Crítica ao filme "The tree of life" de T. Malick:
"Those less inclined to be generous might note that the central section of Tree is a mass of clichés: a baby being born to adoring parents mesmerized by his tiny foot, kids roughhousing in the front yard, a long-suffering mother long suffering,(...)

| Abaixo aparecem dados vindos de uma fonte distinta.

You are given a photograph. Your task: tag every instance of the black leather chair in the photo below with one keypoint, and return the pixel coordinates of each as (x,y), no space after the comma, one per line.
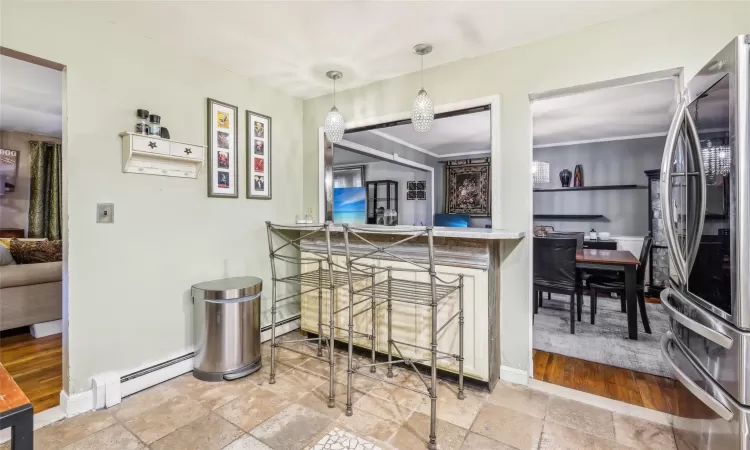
(708,278)
(602,282)
(555,272)
(578,236)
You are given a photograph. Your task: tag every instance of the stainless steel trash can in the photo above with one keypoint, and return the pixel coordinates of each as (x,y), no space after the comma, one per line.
(227,328)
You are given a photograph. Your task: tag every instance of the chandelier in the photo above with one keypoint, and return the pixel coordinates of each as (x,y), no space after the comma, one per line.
(422,109)
(716,160)
(540,171)
(334,124)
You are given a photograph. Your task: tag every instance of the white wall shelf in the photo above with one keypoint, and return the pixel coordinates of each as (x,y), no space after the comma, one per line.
(152,155)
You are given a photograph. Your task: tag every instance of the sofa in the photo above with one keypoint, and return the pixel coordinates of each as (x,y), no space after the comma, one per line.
(30,294)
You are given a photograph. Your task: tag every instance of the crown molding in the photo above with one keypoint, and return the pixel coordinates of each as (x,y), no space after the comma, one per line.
(592,141)
(403,142)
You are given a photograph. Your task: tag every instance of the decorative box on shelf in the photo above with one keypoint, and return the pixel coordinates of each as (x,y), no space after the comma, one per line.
(152,155)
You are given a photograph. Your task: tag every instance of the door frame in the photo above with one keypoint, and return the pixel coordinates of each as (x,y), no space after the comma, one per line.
(676,74)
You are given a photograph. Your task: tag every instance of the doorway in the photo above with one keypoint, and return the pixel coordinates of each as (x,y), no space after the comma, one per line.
(595,149)
(461,135)
(31,226)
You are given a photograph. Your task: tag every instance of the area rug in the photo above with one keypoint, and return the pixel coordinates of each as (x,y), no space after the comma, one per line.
(606,342)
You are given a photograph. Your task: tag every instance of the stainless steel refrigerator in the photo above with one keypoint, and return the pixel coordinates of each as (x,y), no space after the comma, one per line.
(705,186)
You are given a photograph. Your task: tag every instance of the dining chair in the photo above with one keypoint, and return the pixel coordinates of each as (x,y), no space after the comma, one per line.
(609,283)
(579,236)
(555,272)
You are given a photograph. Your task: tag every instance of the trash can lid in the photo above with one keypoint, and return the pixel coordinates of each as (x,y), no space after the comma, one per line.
(228,288)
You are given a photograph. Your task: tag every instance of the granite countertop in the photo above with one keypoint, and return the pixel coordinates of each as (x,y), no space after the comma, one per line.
(464,233)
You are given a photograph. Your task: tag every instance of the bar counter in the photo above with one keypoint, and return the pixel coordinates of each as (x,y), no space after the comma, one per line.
(474,252)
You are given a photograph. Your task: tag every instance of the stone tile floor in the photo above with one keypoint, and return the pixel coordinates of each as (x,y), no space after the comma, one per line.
(185,413)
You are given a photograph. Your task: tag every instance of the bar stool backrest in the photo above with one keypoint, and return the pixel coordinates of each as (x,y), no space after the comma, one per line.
(290,249)
(361,237)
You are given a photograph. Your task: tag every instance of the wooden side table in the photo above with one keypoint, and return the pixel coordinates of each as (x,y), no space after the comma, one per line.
(16,412)
(19,233)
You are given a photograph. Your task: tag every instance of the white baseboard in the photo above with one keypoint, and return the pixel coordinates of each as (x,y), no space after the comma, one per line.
(41,419)
(43,329)
(72,405)
(602,402)
(513,375)
(75,404)
(130,387)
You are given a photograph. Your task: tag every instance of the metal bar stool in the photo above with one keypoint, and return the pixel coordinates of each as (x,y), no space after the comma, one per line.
(324,277)
(388,290)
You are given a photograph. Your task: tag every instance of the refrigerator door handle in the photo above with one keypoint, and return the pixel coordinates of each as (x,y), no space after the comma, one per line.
(694,241)
(666,189)
(724,412)
(708,333)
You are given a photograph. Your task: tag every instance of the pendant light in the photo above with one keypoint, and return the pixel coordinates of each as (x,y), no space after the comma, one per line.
(422,109)
(334,124)
(540,171)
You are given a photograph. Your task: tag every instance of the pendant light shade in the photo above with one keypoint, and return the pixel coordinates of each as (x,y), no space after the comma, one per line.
(422,108)
(540,172)
(334,125)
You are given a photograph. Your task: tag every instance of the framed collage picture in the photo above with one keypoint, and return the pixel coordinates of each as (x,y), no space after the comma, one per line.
(222,149)
(258,150)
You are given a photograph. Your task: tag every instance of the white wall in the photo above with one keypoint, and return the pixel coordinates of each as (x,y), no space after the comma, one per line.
(616,162)
(128,284)
(14,206)
(674,36)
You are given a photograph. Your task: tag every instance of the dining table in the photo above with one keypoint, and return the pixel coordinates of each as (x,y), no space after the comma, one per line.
(16,413)
(621,261)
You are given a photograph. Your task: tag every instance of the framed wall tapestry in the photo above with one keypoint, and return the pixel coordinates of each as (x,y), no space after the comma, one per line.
(258,150)
(468,187)
(8,170)
(222,149)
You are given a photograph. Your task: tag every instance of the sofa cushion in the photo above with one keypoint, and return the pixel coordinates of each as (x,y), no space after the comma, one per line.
(6,259)
(27,274)
(34,252)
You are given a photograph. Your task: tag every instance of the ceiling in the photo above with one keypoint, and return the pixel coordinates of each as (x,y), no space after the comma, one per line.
(343,157)
(448,136)
(30,98)
(611,113)
(290,45)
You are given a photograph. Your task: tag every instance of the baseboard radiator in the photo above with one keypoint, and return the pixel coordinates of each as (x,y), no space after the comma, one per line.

But holiness is the theme here, as frequent invocations to God and family – all breathed in a pseudo-profound whisper – make clear (...)
Bringing up questionable dichotomies between grace and nature via voice-over helps little. These people are simply clichéd props to deliver Malick’s increasingly out-of-touch vision of dubious spiritualism."
Bem, pensei que estava sozinha no mundo. Sou um bocado fundamentalista nas opiniões sobre os filmes. E sobre o filme tree of life a minha opinião é: clichés em cima de clichés, adornados com imagens pseudo-profundas e a cereja em cima do bolo é uma irritante voz de narrador em sussurro. Um filme assumidamente mau e pseudo-intelectual sem pingo de profundidade, apenas lugares comuns a começar pela imagem do pézinho do bebé.
Bem, dá-se o caso que quando tão veemente (convicta que seria entendida) expressei esta opinião, vi que estava sozinha. Os meus amigos tinham gostado (não só gostado, mas gostado muito), e as opiniões são polos opostos da minha.
E isto, que poderia ser entendido apenas como uma série de opiniões diversas da minha, na verdade na minha cabeça torna uma proporção mais preocupante. É que eu vejo placards luminosos em cima da cabeça de pessoas que admiro e gosto. E gostar de filmes do calibre do "tree of life" é razão para fundir uma meia centena de luzes de uma só vez nesse placard luminoso.
Serviu-me de consolo o facto de ter lido no indiewire, no meio de tantas aclamações ao filme, uma alma caridosa (e com um placard certamente resplandescente de brilho e luz) que partilha inteiramente a minha opinião - Senti que ainda há esperança no mundo. Uffa!